* ワタシノセカイ
緩くウェーブがかかった、ふわふわとした桜色に
アイスブルーな瞳が可憐な、庇護欲を唆る美少女。
「や…、やったぁ!!!」
頬にぺたぺたと触れ、夢か現かを確認し続けていた。かれこれ 30分は経っている。
「ちょっと、!!私って誰!名前は!!」
壁際に立っているメイド(?)に声をかければ、首を傾げつつ、答えてくれた。
「エマ様は、先日 フォスター男爵家に養子となられました由緒正しき、男爵令嬢にございます」
「エマ…、フォスター」
復唱すること、3回。嬉しさで、部屋中を駆け巡った。間違いない、異世界転生だ。
前世で、絶大な人気を誇っていた乙女ゲーム
【一瞬の永遠を、キミと 〜 聖なる魔法と恋人達〜】
光属性魔法を発現させたヒロインが、王立学園を舞台に、攻略対象者達と恋に落ち……きゃぁぁ///
金髪・緑眼なクーデレ【ルカス・トーリ】
赤髪・赤眼、不器用な【ディルク・オスト】
黒髪・金眼なツンデレ【ルーク・ローレン】
そして!!
完全無欠な第一王子【シオン・アルフォンス】
さらさらと輝く銀髪に、冷酷さを纏う碧眼。
…彼が大好きだった。
クリアすれば、リセットして、制作会社がグッズを展開すれば、無限に回収して、イベントが企画されれば、睡眠時間を削って、没頭した。
初日は有給取って、攻略したなぁ…
「……シオン、様…///」
ぽぅっと妄想に耽っていると、コンコンッと扉が叩かれ、ふっくらとした男性が現れた。
彼が、私を引き取った男爵ね
「エマよ、夜会で着るドレスは決まったか」
「はい!」
「そうか。
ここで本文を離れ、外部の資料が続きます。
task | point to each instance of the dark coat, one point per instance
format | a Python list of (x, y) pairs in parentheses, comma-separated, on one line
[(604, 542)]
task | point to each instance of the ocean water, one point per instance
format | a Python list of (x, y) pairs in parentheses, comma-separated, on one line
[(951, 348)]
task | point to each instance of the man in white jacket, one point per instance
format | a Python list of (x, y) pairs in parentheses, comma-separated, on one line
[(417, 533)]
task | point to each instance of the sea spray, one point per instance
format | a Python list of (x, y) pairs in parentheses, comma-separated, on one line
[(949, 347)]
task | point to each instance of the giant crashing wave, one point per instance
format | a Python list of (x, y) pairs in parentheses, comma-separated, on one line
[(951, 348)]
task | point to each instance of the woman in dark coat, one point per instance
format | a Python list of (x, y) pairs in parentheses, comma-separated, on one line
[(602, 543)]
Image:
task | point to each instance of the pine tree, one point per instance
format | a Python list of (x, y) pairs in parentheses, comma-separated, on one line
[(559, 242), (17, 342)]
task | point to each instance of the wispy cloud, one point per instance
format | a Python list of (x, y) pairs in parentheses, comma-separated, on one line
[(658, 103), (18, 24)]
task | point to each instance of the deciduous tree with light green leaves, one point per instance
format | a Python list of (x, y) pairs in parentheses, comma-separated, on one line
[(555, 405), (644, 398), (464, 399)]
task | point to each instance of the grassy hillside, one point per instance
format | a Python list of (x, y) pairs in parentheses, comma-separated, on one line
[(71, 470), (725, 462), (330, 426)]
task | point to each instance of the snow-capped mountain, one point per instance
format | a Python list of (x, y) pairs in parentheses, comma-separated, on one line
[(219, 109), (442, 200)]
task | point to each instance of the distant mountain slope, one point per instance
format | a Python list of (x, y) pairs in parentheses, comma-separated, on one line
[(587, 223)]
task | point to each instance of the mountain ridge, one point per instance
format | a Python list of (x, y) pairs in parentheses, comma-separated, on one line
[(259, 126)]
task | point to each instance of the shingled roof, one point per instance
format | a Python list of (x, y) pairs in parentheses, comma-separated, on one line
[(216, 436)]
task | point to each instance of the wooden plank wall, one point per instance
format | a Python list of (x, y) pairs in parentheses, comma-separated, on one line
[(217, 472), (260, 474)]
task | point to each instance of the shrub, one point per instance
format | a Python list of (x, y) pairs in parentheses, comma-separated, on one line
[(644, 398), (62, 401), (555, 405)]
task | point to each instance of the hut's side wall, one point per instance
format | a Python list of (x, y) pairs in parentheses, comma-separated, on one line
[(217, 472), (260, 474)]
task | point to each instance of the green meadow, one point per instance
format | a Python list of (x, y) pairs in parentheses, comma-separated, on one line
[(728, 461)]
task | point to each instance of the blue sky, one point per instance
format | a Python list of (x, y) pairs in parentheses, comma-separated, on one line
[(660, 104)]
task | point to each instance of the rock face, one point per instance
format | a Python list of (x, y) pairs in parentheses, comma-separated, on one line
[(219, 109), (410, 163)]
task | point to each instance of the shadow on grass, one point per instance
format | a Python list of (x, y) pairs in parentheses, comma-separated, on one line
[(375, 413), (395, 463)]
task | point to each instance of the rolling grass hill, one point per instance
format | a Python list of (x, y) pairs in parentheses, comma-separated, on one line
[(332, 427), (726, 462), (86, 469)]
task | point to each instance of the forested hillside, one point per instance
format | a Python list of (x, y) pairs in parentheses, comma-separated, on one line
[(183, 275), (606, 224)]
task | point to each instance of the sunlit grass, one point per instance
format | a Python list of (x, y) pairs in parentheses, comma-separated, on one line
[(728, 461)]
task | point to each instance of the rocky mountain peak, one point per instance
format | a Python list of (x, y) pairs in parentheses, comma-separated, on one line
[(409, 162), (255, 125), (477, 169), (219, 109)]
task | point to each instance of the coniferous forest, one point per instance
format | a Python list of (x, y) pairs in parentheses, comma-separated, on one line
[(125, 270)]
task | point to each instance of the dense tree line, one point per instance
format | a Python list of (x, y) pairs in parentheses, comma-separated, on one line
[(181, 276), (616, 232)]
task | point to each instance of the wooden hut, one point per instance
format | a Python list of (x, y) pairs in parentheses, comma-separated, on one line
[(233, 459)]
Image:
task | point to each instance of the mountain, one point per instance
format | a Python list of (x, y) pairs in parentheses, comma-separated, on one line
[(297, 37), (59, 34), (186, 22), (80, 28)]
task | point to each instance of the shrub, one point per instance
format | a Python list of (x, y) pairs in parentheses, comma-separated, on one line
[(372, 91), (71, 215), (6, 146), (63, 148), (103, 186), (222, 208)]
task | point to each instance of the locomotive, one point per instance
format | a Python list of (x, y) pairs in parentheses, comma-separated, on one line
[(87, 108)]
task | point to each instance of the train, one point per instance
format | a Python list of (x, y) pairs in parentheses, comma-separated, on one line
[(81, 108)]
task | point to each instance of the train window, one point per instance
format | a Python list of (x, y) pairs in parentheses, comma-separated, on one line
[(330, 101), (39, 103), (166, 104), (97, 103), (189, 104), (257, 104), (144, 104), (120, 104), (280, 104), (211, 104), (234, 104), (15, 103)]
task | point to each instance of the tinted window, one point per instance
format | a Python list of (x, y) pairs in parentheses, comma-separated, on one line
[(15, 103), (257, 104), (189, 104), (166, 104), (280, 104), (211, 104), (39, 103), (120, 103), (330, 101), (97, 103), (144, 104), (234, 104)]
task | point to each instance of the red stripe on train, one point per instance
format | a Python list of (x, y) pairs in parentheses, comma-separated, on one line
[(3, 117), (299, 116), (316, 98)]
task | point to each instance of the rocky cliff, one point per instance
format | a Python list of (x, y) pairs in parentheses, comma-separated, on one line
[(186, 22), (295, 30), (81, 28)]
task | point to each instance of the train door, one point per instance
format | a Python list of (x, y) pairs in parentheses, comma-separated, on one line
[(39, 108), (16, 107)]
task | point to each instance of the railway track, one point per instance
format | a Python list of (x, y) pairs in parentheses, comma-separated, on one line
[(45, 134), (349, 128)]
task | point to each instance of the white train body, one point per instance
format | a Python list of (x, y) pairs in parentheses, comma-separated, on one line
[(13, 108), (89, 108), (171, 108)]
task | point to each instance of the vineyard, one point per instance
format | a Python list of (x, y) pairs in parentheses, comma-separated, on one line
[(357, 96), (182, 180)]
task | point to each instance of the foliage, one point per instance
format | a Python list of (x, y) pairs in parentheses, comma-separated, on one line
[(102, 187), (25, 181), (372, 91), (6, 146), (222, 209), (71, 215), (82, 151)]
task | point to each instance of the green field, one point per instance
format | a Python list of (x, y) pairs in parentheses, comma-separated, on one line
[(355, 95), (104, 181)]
ソフィア、エマを夜会一可愛い子に」
「承知致しました、旦那様」
頬を緩ませ、頷いた後、男爵は部屋を出て行った。
・
侍女が、ドレスを用意する為、ウォークインクローゼットに向かう。
窓に視線を移せば、薄暗くなった空が
刻々と“ 出会い ”が近付いていることを告げていた。
正真正銘、私がヒロインな世界。